B) Respecto del quebrantamiento de forma denunciado al amparo del art. 851.1º LECRIM, es doctrina jurisprudencial reiterada la que sostiene que: "existe falta de claridad cuando se aprecie en el relato fáctico una insuficiencia descriptiva que lo haga incomprensible, o difícilmente inteligible, bien por una omisión total de versión fáctica; bien por omisiones parciales que impidan su comprensión; bien por el empleo de frases ininteligibles o dubitativas que impidan saber lo que el Tribunal declara efectivamente probado, o bien por contener la sentencia un relato de hechos construido de tal forma que conduzcan a la duda acerca de si el Tribunal los está declarando probados o no. Siendo necesario además que los apuntados defectos supongan la imposibilidad de calificar jurídicamente los hechos. (En este sentido, entre otras STS núm. 471/2001, de 22 de marzo; 1144/2001, de 31 de julio; 1181/2001, de 19 de julio; 1610/2001, de 17 de septiembre, y STS nº 559/2002, de 27 de marzo). Tales aspectos deben quedar suficientemente explícitos en la impugnación." ( STS 168/2016, de 2 de marzo).

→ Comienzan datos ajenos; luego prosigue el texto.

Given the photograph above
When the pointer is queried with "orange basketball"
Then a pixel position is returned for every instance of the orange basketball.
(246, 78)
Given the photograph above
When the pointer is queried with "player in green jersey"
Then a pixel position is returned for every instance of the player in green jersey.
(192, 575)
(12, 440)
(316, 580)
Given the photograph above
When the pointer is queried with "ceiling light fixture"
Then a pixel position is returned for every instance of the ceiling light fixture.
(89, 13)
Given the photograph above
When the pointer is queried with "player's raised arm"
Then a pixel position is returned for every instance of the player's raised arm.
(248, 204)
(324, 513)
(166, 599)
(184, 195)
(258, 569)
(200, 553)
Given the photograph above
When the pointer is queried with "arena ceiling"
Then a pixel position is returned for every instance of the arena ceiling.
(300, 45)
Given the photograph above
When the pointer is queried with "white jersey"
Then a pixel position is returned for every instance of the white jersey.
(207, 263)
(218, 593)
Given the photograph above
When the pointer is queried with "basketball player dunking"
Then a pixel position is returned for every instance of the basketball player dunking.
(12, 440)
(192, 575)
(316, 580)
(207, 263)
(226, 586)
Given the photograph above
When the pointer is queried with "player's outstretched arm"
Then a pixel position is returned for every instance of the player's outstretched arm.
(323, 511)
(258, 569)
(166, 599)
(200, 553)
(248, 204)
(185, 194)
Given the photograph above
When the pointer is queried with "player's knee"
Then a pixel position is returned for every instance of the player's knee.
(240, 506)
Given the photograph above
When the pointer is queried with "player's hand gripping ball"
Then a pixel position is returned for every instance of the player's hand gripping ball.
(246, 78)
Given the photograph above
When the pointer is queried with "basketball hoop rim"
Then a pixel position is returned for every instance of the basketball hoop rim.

C) El motivo no puede prosperar. En el supuesto que nos ocupa, no puede advertirse la concurrencia de un quebrantamiento de forma de esta naturaleza, pues examinada la manera en que vienen redactados los hechos probados de la sentencia recurrida no se advierte esa falta de expresión clara de los hechos probados. No existe una insuficiencia descriptiva que haga los hechos incomprensibles y queda claro lo que la Sala de instancia consideró probado.

En realidad, el recurrente de nuevo cuestiona la valoración probatoria por parte de la Sala de instancia y aduce una incorrecta aplicación de la prescripción, afirmando, por ello, la falta de claridad que denuncia. Estas cuestiones han recibido respuesta en los dos primeros fundamentos jurídicos de esta resolución, a que nos remitimos.

En consecuencia, el motivo debe inadmitirse de acuerdo con lo establecido en el artículo 885.1º de la Ley de Enjuiciamiento Criminal.

En su consecuencia, procede adoptar la siguiente:

Fallo

LA SALA ACUERDA: NO HABER LUGAR A LA ADMISIÓNdel recurso de casación formalizado por el recurrente contra la Sentencia dictada por la Audiencia Provincial de origen en la causa referenciada en el encabezamiento de esta resolución.

Las costas del recurso se imponen a la parte recurrente.

Se acuerda la pérdida del depósito que, en su caso, se hubiese constituido.

Así lo acuerdan, mandan y firman los Excmos. Sres. Magistrados indicados al margen.